Under-siege Sri Lanka rugby administrators have been over the moon the past week basking after the national team qualified once again to play in what is called the Top Asian Five Nations tournament and hoping a government lifeline could save them.
What has been most hair-raising is that the Qualification is being portrayed as a coveted championship by rugby officials thanks largely to a commercial partner that is willing to throw in lavish advertisements as well as an eulogistic felicitation of the team in the presence of new sports minister Navin Dissanayake who himself is under pressure to clean up a gigantic sporting mess in one of the world’s smallest countries.
But falsehoods apart, Sri Lanka skipper Fazil Marija perhaps made the wisest use of the team’s felicitation to highlight an area that he has the closest insight into.
“We can go further than this”, Marija declared, as a fascinated audience looked on. “In the past we use to depend on a few players but now we have enough to choose from and I can only appeal to the Minister (Dissanayake) to help us go further”.
He recalled how they almost killed themselves at intense training to prepare for the Qualification round that took place in the Philippines last week where Sri Lanka beat Kazakhstan and the host country.
Marija is touted as the best fly-half produced by Sri Lanka who hit the saddle as a 17-year old boy from Kingswood College in Kandy.
But time may also be running out for the 31-year old fleet-footed Marija to whom praise had always come with a price.

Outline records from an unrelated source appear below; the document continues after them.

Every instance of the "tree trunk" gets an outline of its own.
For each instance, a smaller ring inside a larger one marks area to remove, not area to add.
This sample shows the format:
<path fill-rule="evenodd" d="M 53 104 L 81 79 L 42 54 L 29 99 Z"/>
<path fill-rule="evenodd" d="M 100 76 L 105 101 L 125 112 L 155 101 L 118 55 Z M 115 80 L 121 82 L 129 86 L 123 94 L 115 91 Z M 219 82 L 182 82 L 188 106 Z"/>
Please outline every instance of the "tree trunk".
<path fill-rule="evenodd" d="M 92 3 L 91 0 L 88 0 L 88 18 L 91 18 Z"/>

Minister Dissanayake though had no hesitation in acknowledging that Marija’s charges had the potential to take their wares to another level but stopped short of making pledges other than assure State patronage of the players.
“We have the talent for rugby in Sri Lanka. The government will do its maximum for the future and the game must go to the villages”, said Dissanayake.
For Sri Lankan rugby keepers the occasion was the perfect foil to impress Minister Dissanayake who two months ago sacked cricket officials over financial irregularities, political squabbles and conflict of interests.
In the case of rugby, its administration stands accused of causing the dismantling of the country’s oldest team CH and FC, enlisting foreign coaches who quit prematurely, failing to show any major development work and playing into the hands of the former President Mahinda Rajapaksa’s family that led to the shady conversion of two Fijians to wear the Sri Lanka jersey.
Rugby chief Asanga Seneviratne legally cannot function for another term unless Dissanayake decides to shift the goal posts and allow him and his band to continue.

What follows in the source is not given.